Riuscire a vedere il cielo quando ci fanno del male
Quando ci pigliano a pesci in faccia.
Quando chi amiamo molla una fregatura colossale.
Quando ci offendono deridono calunniano.
Ogni volta cioè che monta dentro l’onta, l’offesa, l’orgoglio ferito.
E vorremmo reagire a caldo.
Con una cinquina a piene dita veloce e secca.
O schizzando fuori rabbia, dolore, vendicando.
Perché adesso ti sdrumo, e tu non sai chi sono io, io che valgo e adesso ti spedisco su Marte con l’urlo fotonico.
Un putiferio.
E Massimo Meridio dagli spalti che s’alza e applaude, e l’arena dove uno solo esce vivo è servita.
Insomma.
Quando vorremmo reagire al dolore provocandone altro perché è più facile, perché l’adrenalina carica forza abbondante da poter lottare a mani nude con l’orso marsicano.

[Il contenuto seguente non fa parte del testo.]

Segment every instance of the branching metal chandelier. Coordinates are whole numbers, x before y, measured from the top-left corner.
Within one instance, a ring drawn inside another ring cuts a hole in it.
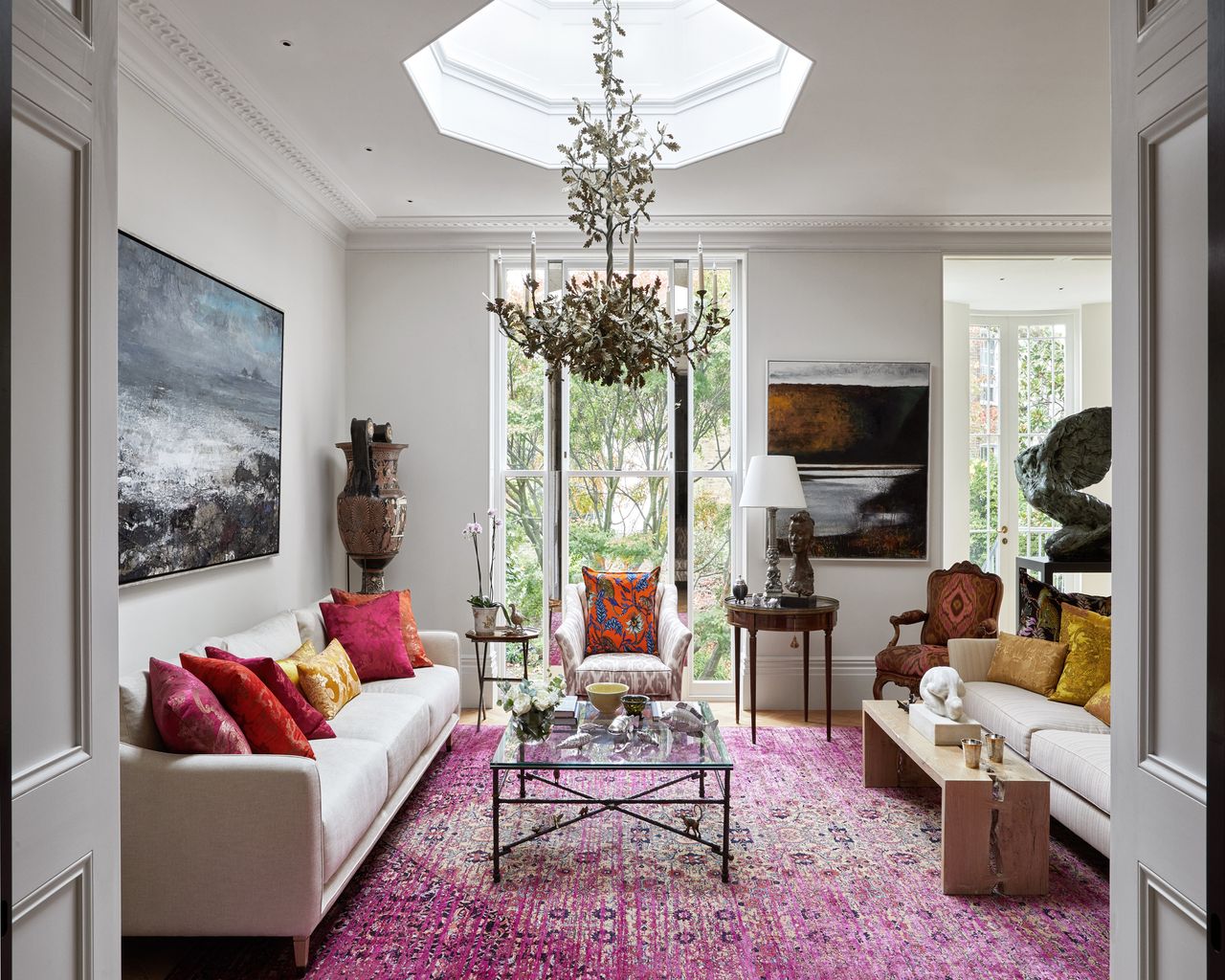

Quando accade così, che magari accade a molti, prima o poi, una volta nella vita o più.
E si rischia di fare cose di cui poi ci si pente.
Un consiglio.
Fermarsi.
Non fare niente.
Niente.
Andar via dai pesci in faccia, ecco, magari sì, non restare sotto a pigliarseli.
Ma poi.
Trovare un posto buono.
Con persone che non danno consigli a caldo, che non aizzano, che pacificano.
Riflettere.
E pregare. Molto. Pure per quell’anima sciagurata che ci fa il male aggratis.
Perché il male esiste. E conquista e infiltra.
E chi provoca il male ci sta dentro.
E magari invece, noi riusciamo a vedere ancora il cielo.
E questa è grazia.
Riuscire a vedere ancora il cielo, quando ci fanno del male, è na grazia grossa.
Chi semina vento raccoglie tempesta.
Ma chi semina perdono raccoglie amore.